During the dissertation, however, this interest in Continental philosophy became partially submerged under the demands of philological rigor and historical, archival research in Japan. When I took the job at Williams one of the things that particularly excited me about the position was the Religion department’s reputation as a theory powerhouse. I have not been disappointed in this regard; and I have gotten as much from those outside the department as within. As my scholarship has begun to attract an international reputation, this circle has widened further. A leave at Ruhr University in Germany hashing it out with Hegelians, Luhmannians, and scholars of Begriffsgeschichte further intensified this interest.
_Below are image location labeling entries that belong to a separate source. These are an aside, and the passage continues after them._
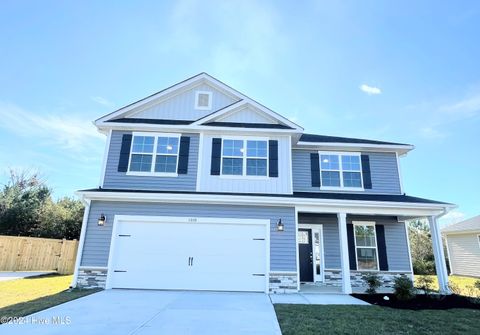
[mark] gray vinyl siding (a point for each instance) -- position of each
(464, 251)
(395, 239)
(383, 167)
(246, 184)
(331, 239)
(282, 244)
(120, 180)
(182, 106)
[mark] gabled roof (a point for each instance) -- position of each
(312, 138)
(470, 225)
(242, 100)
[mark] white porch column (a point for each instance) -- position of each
(440, 265)
(342, 230)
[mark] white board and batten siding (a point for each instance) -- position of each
(464, 253)
(245, 184)
(182, 106)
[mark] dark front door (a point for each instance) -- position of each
(305, 255)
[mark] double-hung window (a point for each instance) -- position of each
(244, 157)
(155, 154)
(340, 170)
(366, 245)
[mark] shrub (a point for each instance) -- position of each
(403, 288)
(372, 281)
(425, 283)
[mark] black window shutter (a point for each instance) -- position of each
(351, 247)
(382, 247)
(124, 153)
(367, 176)
(183, 155)
(273, 158)
(315, 169)
(216, 156)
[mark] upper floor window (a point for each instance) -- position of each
(203, 100)
(244, 157)
(154, 154)
(340, 170)
(366, 245)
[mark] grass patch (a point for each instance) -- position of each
(336, 319)
(22, 297)
(461, 282)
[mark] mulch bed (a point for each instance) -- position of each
(421, 301)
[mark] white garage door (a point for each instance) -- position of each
(190, 256)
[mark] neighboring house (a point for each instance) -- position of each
(463, 247)
(203, 188)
In the humanities at large, lacking as we do common areas of analysis, it seems it is in this imprecise terrain of abstractions that we have our most productive conversations with each other.

Why Blog?

I’ve decided to try blogging because I have a tendency to re-write forever, e.g. the years it took me to turn my dissertation into a book and the fact that the book only preserves one of the dissertation’s original chapters.

I am fantasizing that I can use blogging to shortcut perfectionism and to write things for a broader audience.

It is going to be hard for me but I am basically going to just post whatever ideas are sparked as I work on manuscript projects on the past and future of the human sciences respectively [update: the first of those is finished and now out]. My hope is that it’ll let people react to my thoughts in embryonic form. I know I’ll benefit from feedback and hope I’ll inspire some interesting conversations elsewhere.

Hopefully too this will have faster turnaround time than articles or books, which often take forever to see the light of day.